Kuba Kapsa + Band CNQ (photos © Elfi Oberhuber)


Zweiter Teil des Gesprächs von ELFI OBERHUBER mit dem jungen polnischen Musiker KUBA KAPSA, Leader der Jazz-Rockband CONTEMPORARY NOISE QUINTET. Nachdem seit 22. Oktober 2007 fest steht, dass mit dem europafreundlichen Kandidaten der rechtsliberalen oppositionellen Bürgerplattform, Donald Tusk, ein neuer Premierminister regieren und der Bisherige, Jaroslaw Kaczynski, in die Opposition gehen wird, mag sich der weltweite Ruf des streitlustigen Polens verbessern. - Zu bisherigen Debatten scroll down! - Nichtsdestotrotz scheinen die Bedingungen des arbeitsamen und künstlerisch wagemutigen, polnischen Jungvolkes anregend zu sein. Schätzungsweise ist das aber auch so, weil diese Menschen noch fähig sind zu empfinden ...

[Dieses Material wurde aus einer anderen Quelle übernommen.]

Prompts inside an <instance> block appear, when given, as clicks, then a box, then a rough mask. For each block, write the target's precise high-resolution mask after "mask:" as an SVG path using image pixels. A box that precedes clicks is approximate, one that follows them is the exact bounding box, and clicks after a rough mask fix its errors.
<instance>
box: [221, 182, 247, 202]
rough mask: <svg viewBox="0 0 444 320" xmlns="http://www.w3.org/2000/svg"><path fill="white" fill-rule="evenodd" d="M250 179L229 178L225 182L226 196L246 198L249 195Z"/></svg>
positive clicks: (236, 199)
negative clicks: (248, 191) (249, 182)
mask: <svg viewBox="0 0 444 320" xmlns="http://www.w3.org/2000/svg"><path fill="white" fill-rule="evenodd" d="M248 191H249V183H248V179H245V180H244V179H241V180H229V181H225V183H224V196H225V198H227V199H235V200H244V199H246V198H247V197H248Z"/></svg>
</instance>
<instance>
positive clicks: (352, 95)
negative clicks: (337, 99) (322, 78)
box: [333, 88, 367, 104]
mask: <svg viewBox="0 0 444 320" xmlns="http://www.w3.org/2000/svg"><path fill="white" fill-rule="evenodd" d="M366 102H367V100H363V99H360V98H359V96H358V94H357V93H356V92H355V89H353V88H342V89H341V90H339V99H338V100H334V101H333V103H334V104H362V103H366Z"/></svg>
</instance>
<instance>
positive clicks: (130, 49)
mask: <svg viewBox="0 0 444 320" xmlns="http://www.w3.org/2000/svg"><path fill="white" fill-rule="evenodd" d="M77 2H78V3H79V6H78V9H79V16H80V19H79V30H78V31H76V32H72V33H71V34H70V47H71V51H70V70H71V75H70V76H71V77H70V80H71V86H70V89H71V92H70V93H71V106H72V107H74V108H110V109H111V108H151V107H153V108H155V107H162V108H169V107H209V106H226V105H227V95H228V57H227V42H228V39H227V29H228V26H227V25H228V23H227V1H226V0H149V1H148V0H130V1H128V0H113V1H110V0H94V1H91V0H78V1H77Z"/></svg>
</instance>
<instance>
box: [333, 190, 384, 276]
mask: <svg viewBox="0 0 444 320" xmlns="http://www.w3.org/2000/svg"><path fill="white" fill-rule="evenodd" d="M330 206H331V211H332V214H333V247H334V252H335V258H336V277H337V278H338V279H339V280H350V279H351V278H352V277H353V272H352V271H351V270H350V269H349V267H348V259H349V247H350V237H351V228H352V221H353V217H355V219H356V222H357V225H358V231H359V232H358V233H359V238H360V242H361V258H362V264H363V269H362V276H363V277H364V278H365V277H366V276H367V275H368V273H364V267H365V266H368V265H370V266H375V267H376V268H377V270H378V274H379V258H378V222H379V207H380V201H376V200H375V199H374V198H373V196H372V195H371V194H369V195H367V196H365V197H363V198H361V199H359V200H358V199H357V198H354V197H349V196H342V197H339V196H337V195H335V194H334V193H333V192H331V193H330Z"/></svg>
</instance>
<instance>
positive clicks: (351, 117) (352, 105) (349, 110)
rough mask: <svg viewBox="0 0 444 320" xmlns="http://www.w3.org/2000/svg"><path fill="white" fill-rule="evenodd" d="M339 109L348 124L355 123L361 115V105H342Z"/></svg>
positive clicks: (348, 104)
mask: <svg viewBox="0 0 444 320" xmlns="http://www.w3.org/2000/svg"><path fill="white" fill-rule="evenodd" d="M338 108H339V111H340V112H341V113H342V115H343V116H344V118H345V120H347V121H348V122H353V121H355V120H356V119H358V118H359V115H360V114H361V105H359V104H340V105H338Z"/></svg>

Die Polen, die einfach nur gute Musik hören wollen

intimacy-art: Sie sind mit dem "Contemporary Noise Quintet" nach Ihrer Rock-Band "Something Like Elvis" viel Jazz-lastiger geworden. Wie kam das?
KAPSA: Das ist eine natürliche Entwicklung. Mit 17 lebst du den Punk-Rock, auch als Mensch, während du Jazz noch nicht verstehen kannst. Jazz braucht Zeit, eine gewisse Reife.
intimacy-art: Viele Bands spielen aber ihr Leben lang Pop-Rock. So natürlich kann das also nicht sein.
KAPSA: Doch, diese sind nur unnatürlich stecken geblieben.
intimacy-art: Wobei die individuelle Jazzqualität bei CNQ aber noch immer der expressiv gespielte Punk-Faktor bringt.
KAPSA: Stimmt. Something Like Elvis war allerdings so sehr eine Punk-Band, wie CNQ jetzt eine Jazz-Band "ist". Punk und Jazz sind Richtungen, von denen man ausscheren kann. Eines ist aber sicher: Rock gibt mir nach wie vor das Gefühl, mich selbst auszudrücken. Unser Jazz-Rock ist außerdem viel komponierter als frei improvisierter Jazz. Und doch könnte er noch improvisierter werden.
intimacy-art: Steuern Sie Ihre Musik bewußt in die internationale Klangdimension, um die Welt zu erobern? Trotz Jazz, der tendenziell eine kleinere Zielgruppe erreicht?
KAPSA: Ach. In so strategischen Kategorien denke ich nicht. Ich mache keine Musik nach einem spezifischen Bandkonzept, sondern spiele einfach nur das, was mir wirklich gefällt.
intimacy-art: Aber vom Markt her...
KAPSA: Ja, der Markt...
intimacy-art: Jazz spricht doch ein ganz anderes Publikum an, als jenes, das Sie zuvor hatten. Sie müssen sich praktisch von Null ein Neues aufbauen.
KAPSA: Es ist nicht komplett anders. Und in Polen wollen die Leute einfach nur gute Musik hören. Egal, ob es nun Rock, Punk oder Jazz ist. Ist sie gut, kommt sie an.
intimacy-art: Wozu sicher auch Polens Jazz-Radio-Sender beiträgt, was ja eine Seltenheit ist.
KAPSA: Da waren wir 2006 mit Pig Inside The Gentleman auch die am häufigsten gespielte CD nach dem Tomasz Stanko Quartet. Ein sehr großer Erfolg für uns!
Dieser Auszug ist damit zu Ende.